Judul tulisan ini saya tujukan kepada setiap pemuda yang merasa tercerabut dari akar sejarah tempat kelahirannya, Trenggalek. Termasuk saya sendiri. Dan saya akan bercerita, atau lebih tepatnya mengakui, bahwa saya adalah salah satu pemuda Trenggalek yang tercerabut dari akar sejarahnya.
Sebelum ngomongin jauh-jauh soal pengakuan tercerabut dari akar sejarah, saya akan mengakui hal-hal kecil tentang saya dan lingkungan sekitar saya. Singkatnya gini, saya ini bisa dibilang agak introvert dan anti sosial.
Menurut saya, orang yang “tercerabut dari akarnya” itu bisa dibuktikan dari seberapa banyak yang tidak diketahui orang itu tentang lingkungan sekitarnya.
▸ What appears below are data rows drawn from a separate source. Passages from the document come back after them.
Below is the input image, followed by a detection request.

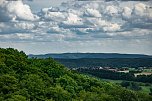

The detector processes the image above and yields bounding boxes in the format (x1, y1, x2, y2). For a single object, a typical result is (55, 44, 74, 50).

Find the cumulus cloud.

(59, 13, 85, 29)
(16, 33, 34, 40)
(0, 22, 36, 34)
(63, 13, 82, 25)
(0, 33, 34, 41)
(122, 7, 132, 20)
(14, 22, 35, 30)
(47, 26, 70, 34)
(133, 3, 146, 16)
(104, 5, 118, 17)
(0, 0, 38, 22)
(0, 0, 152, 42)
(39, 7, 65, 21)
(85, 18, 121, 32)
(121, 3, 152, 31)
(123, 3, 152, 20)
(84, 8, 102, 17)
(111, 28, 152, 41)
(103, 23, 121, 32)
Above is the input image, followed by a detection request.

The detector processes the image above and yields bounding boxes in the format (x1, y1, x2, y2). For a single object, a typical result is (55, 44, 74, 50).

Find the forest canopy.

(0, 48, 152, 101)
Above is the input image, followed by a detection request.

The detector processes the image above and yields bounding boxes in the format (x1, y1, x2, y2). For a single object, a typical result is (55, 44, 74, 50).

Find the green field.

(143, 69, 152, 72)
(141, 86, 152, 94)
(102, 79, 152, 94)
(83, 73, 152, 94)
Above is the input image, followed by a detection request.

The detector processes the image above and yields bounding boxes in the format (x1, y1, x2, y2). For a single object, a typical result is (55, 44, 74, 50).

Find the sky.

(0, 0, 152, 55)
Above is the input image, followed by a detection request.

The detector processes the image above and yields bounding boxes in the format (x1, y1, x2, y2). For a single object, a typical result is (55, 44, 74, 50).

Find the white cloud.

(122, 7, 132, 20)
(14, 22, 35, 30)
(0, 0, 151, 55)
(16, 33, 34, 40)
(62, 13, 83, 26)
(39, 7, 65, 21)
(0, 0, 5, 5)
(85, 18, 121, 32)
(122, 3, 152, 22)
(0, 22, 36, 34)
(84, 8, 101, 17)
(133, 3, 146, 16)
(47, 26, 70, 34)
(118, 29, 152, 37)
(0, 33, 33, 40)
(0, 0, 152, 43)
(83, 2, 99, 10)
(104, 5, 118, 17)
(102, 23, 121, 32)
(0, 0, 38, 22)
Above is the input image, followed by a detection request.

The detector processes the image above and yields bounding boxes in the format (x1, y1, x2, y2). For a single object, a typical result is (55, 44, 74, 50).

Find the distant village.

(72, 66, 152, 77)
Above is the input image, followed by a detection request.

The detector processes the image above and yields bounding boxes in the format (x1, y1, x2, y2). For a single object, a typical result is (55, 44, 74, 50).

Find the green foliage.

Dalam kasus saya sendiri, saya tidak hafal nama-nama tetangga saya. Bahkan nama teman-teman di sekitar rumah. Ya, cukup parahlah.
Ketidakhafalan nama-nama tetangga dan teman itu diperparah saat saya pulang ke Trenggalek dari perantauan selama enam tahun. Awalnya, saya merantau karena ingin menimba ilmu sebanyak-banyaknya. Eh, ternyata perantauan itu gagal. Kalau mau tahu secuil curhatannya, bisa baca tulisan saya yang judulnya “Pulang sebagai Mahasiswa Gagal”.
Ke depannya, saya ingin lebih banyak berkomunikasi dengan tetangga dan teman teman saya di desa, khususnya Dusun Sooko, Kecamatan Tugu, rumah saya. Karena, aktivitas saya selama setahun lebih setelah pulang dari kuliah, kebanyakan di wilayah Kota Trenggalek. Dampaknya, masih banyak orang saat ketemu saya bertanya “sejak kapan pulangnya?” dan saya selalu menjawab, “sejak akhir 2020 saya sudah pulang”. Sampai hari ini pun masih banyak orang yang bertanya seperti itu.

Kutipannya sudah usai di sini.